In order to save more disk space, some items can be omitted during serialisation. The presence or absence of a particular optional item is typically indicated by a flag or, in some cases, can be easily deduced in some way from the preceding data. These items are marked as optional<> below. Keep in mind this is not std::optional but rather merely a convention to mark the items that may not be present in a particular data file.

The Data File Layout

The data file itself, just as before, is no more than a plain sequence of serialised partitions:

struct data_file {
    struct partition[];
};

Partition

References: Clusterable.java, ClusteringPrefix, ClusteringComparator, Unfiltered.java

When talking about partitions in SSTables, one needs to keep in mind that those partitions contain information about the updates to data and not the final state of data. That is, every partition in SSTables is a collection of records (commonly referred to as mutations) that have been applied sequentially to modify (insert, update or delete) the data in the data partition with a given partition key.

A partition consists of a header, an optional static row and a sequence of clusterable objects:

struct partition {
    struct partition_header header;
    optional<struct row> static_row; // Has IS_STATIC flag set
    struct unfiltered unfiltereds[];
};

The partition_header contains partition key and deletion information, just as in 2.x formats.

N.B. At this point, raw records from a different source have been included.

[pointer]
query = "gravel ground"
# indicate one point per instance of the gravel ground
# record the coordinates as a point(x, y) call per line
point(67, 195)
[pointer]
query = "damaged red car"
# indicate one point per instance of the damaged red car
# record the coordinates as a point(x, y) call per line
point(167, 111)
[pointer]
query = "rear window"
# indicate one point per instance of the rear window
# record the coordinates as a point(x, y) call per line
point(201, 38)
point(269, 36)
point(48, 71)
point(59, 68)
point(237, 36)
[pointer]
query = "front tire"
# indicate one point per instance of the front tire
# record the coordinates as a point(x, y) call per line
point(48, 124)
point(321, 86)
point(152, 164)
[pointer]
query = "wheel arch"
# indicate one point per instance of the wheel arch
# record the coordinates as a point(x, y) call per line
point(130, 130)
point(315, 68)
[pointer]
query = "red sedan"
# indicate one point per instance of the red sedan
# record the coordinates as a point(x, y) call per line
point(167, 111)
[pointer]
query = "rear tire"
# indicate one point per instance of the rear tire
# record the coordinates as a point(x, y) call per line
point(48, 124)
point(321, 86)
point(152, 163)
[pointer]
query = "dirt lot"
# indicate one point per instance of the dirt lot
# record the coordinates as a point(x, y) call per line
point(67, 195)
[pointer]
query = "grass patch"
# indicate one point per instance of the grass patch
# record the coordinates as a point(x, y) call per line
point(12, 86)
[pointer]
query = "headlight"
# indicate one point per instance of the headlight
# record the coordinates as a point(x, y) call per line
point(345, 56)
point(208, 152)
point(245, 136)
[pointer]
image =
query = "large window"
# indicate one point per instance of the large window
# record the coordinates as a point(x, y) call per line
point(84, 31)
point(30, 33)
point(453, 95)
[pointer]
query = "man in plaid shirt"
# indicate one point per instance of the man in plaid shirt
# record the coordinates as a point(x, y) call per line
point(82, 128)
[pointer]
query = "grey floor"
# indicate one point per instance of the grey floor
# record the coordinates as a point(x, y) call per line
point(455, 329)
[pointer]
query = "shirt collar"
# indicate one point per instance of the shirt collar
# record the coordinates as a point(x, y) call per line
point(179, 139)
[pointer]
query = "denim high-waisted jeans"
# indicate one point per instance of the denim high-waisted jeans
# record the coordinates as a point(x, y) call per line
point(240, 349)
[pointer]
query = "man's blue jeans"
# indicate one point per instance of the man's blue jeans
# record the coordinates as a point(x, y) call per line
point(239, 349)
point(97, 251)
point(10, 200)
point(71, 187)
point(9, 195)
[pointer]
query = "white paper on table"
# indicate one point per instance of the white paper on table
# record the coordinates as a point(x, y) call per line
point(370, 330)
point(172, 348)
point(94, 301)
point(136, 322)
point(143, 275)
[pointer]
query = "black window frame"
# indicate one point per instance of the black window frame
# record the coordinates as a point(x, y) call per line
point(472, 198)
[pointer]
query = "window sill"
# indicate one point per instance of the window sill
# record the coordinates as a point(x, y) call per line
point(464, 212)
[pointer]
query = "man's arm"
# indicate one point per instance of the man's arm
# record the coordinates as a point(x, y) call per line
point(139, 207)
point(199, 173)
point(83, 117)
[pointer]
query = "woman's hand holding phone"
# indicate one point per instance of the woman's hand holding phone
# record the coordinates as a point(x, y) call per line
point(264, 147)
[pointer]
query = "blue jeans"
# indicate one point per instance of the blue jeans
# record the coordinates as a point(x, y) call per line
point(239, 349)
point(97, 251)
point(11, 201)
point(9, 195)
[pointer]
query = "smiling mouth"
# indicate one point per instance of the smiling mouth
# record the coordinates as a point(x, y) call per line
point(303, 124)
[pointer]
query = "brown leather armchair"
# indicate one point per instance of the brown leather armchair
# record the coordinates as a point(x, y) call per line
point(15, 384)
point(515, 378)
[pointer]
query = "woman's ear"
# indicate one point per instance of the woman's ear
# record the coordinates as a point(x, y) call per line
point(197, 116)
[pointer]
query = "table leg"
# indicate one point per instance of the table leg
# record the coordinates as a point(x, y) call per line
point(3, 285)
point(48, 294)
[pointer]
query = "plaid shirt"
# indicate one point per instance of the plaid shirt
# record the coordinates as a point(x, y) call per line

The optional static_row is only present if there have been inserts to the table's static column(s). If no inserts are present in the Memtable that is flushed into the SSTable, the static row is not present even though the table schema may contain static columns. Static row structure is given below, for now, it suffices to say that it only differs from regular (non-static) rows in that it doesn't have a clustering prefix.

An unfiltered object is an object that can be ordered by the clustering prefix using a clustering_comparator according to its clustering values and the schema-induced ordering.

struct unfiltered {
};

Any unfiltered in a partition is either a row or a range_tombstone_marker. We will examine both of them below.

Partition Header

Reference: ColumnIndex.java, writePartitionHeader()

The partition_header format has not changed since 2.x and is defined as:

struct partition_header {
    be16 key_length;
    byte key[key_length];
    struct deletion_time deletion_time;
};

The deletion_time structure determines whether this is a partition tombstone - i.e., whether the whole partition has been deleted, and if so, when:

struct deletion_time {
    be32 local_deletion_time;
    be64 marked_for_delete_at;
};

The special value LIVE = (MAX_BE32, MIN_BE64), i.e., the bytes 7F FF FF FF 80 00 00 00 00 00 00 00, is the default for live, undeleted, partitions. marked_for_delete_at is a timestamp (typically in microseconds since the UNIX epoch) after which data should be considered deleted. If set to MIN_BE64, the data has not been marked for deletion at all. local_deletion_time is the local server timestamp (in seconds since the UNIX) epoch when this tombstone was created - this is only used for purposes of purging the tombstone after gc_grace_seconds have elapsed.

Row

References: UnfilteredSerializer.java, serialize()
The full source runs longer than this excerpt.